Für einen stabilen und präzisen Produktionsprozess sind unsere Anlagen mit verschiedenen technischen Systemen ausgestattet. Dazu gehören unter anderem Prefeeder für eine kontinuierliche Bogenzufuhr, eine Bogenwinkelkorrektur zur exakten Ausrichtung sowie eine Schleppnutzen-Auslagebremse für eine kontrollierte Ablage der gestanzten Bogen.

Ergänzt wird die Ausstattung durch Polyauslagen und ein Online-View-System, mit dem der Produktionsprozess überwacht und die Qualität während der Fertigung kontrolliert werden kann.

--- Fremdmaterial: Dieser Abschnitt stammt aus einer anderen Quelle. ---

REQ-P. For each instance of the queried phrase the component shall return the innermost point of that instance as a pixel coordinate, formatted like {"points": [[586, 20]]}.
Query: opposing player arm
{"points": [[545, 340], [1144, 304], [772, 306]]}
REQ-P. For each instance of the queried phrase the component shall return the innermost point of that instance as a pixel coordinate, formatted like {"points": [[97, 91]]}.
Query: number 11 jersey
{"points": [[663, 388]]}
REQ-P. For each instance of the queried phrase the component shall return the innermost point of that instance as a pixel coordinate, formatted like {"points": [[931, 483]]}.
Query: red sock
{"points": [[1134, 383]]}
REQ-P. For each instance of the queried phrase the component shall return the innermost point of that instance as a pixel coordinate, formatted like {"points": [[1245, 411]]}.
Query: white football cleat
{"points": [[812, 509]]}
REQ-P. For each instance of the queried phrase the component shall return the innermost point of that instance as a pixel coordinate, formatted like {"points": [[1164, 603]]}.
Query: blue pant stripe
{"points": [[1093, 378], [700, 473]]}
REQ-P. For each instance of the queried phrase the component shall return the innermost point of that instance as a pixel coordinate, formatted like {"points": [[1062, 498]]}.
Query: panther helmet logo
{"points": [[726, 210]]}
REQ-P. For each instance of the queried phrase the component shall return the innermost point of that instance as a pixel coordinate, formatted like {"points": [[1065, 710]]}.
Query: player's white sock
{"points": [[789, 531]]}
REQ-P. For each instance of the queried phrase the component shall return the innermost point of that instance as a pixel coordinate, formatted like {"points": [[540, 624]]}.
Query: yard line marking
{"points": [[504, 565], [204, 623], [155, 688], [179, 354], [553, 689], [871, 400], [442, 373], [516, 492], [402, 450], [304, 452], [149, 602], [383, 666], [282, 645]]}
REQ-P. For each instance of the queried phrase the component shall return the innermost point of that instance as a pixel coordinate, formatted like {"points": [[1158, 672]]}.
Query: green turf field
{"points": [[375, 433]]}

Durch die Kombination aus großem Formatbereich, hoher Materialflexibilität und automatisierten Zuführ- und Kontrollsystemen können wir sowohl einfache Verpackungszuschnitte als auch komplexe Stanzkonstruktionen zuverlässig und präzise fertigen.

Drucken

Für die Bedruckung unserer Wellpappenverpackungen stehen unseren Kunden verschiedene hochwertige Druckverfahren zur Verfügung. Je nach gewünschter Auflage, Gestaltung und Druckqualität bieten wir Flexodruck, Offsetdruck sowie Flexo-Preprint als auch Digital-Preprint an. So lassen sich sowohl einfache Kennzeichnungen als auch aufwendige, mehrfarbige und fotorealistische Druckbilder realisieren.

Im Flexodruck können Verpackungen ein-, zwei-, drei- oder vierfarbig bedruckt werden. Dabei handelt es sich um ein Hochdruckverfahren, bei dem die druckenden Bereiche aus einer elastischen Polymer-Druckplatte hervorstehen. Das Prinzip ähnelt vereinfacht einem Stempeldruck. Verarbeitet werden Formate von bis zu 1.270 × 2.032 mm.

Für besonders hochwertige und fotorealistische Druckbilder eignet sich der Offsetdruck. Dabei wird zunächst ein vorgedruckter Bogen hergestellt, der anschließend in unserer Produktion auf die Wellpappe kaschiert und weiterverarbeitet wird. Das Verfahren ermöglicht eine sehr feine Darstellung von Bildern, Farbverläufen und Details und eignet sich deshalb besonders für anspruchsvolle Verkaufs- und Präsentationsverpackungen.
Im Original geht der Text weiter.